Cat parents aren’t left out of the healthy heart race. A feline friend in your home reduces your risk of death due to cardiovascular diseases, including stroke and heart attacks. According to the Human Animal Bond Research Institute (HABRI), people without cats have a 40% higher relative risk of heart attack than non‑cat owners.
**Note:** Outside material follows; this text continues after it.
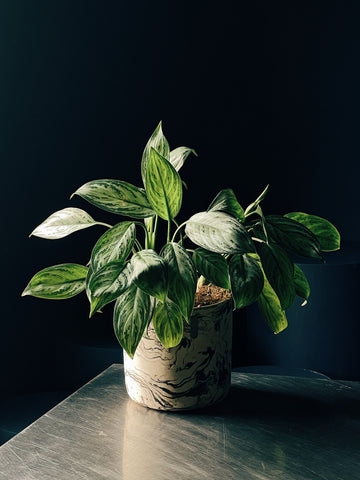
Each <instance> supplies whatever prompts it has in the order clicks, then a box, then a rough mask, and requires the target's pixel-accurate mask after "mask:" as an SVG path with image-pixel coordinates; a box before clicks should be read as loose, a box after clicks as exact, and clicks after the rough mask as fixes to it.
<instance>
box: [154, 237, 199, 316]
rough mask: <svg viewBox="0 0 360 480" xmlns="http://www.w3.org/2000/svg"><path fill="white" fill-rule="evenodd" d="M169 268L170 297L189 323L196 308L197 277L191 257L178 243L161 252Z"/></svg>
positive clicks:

The Data: Pets and Physical Health

  • Approximately 60% of dog walkers met the criteria for regular moderate and/or vigorous leisure‑time physical activity compared with about 45% for non‑dog owners and dog owners who did not walk their dog in a 2005 Michigan Behavioral Risk Factor Survey.
  • In a study of adults over the age of 50 with mildly elevated blood pressure, the presence of a pet dog or cat had a significant impact on blood pressure, with dog ownership being associated with lower diastolic and systolic blood pressure compared to people who did not own pets.
  • A study of over 2,400 cat owners concluded there was a significantly lower relative risk for death due to cardiovascular diseases, including stroke and heart attack, compared to non‑owners during a 20‑year follow‑up.

Healthier Aging Process

Research has shown that older adults get social and emotional support from their pets that combats loneliness and depression. Aside from promoting exercise and reducing stress, pets also assist in the treatment of long‑term diseases like Alzheimer’s and dementia.
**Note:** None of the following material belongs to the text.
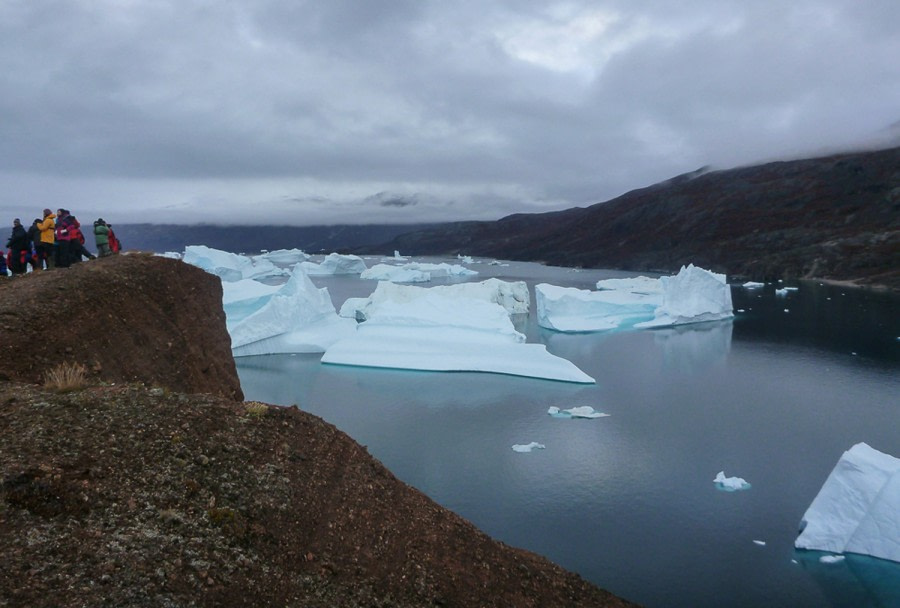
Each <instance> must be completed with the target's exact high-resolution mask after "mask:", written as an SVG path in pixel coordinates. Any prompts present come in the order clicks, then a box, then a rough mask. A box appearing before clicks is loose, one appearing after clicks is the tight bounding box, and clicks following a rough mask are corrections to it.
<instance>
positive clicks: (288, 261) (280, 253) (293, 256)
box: [253, 249, 309, 266]
mask: <svg viewBox="0 0 900 608" xmlns="http://www.w3.org/2000/svg"><path fill="white" fill-rule="evenodd" d="M253 259H254V260H257V259H259V260H268V261H269V262H272V263H273V264H275V265H277V266H293V265H295V264H298V263H300V262H305V261H307V260H309V255H308V254H307V253H306V252H305V251H303V250H301V249H276V250H275V251H267V252H265V253H263V254H260V255H258V256H254V258H253Z"/></svg>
Pet companionship is also key for hospital and cancer patients. When coupled with animal-assisted activities, pets help patients with pain management and in interactions with doctors and nurses. Those patients also responded better to treatments and reported improvements in their quality of life.

The Data: Pets and Aging

  • Results of a study of older adults who live alone suggest that pet ownership may act as a buffer against loneliness.
  • Results of a one-year study that examined the impact of animal‑assisted therapy (AAT) on patients with chronic pain demonstrated that, following AAT, patients reported reduced pain, discomfort, and stress. Additionally, stress among nursing staff was found to decrease significantly following AAT.
  • A study of older adults with mental illness living in long‑term care facilities concluded that AAT reduced depressive symptoms and improved cognitive function.

When we look at the data on mental health, physical health, and aging, it’s clear that pets contribute much to people’s lives in these areas, as well as being the loving companions we’ve always known they are.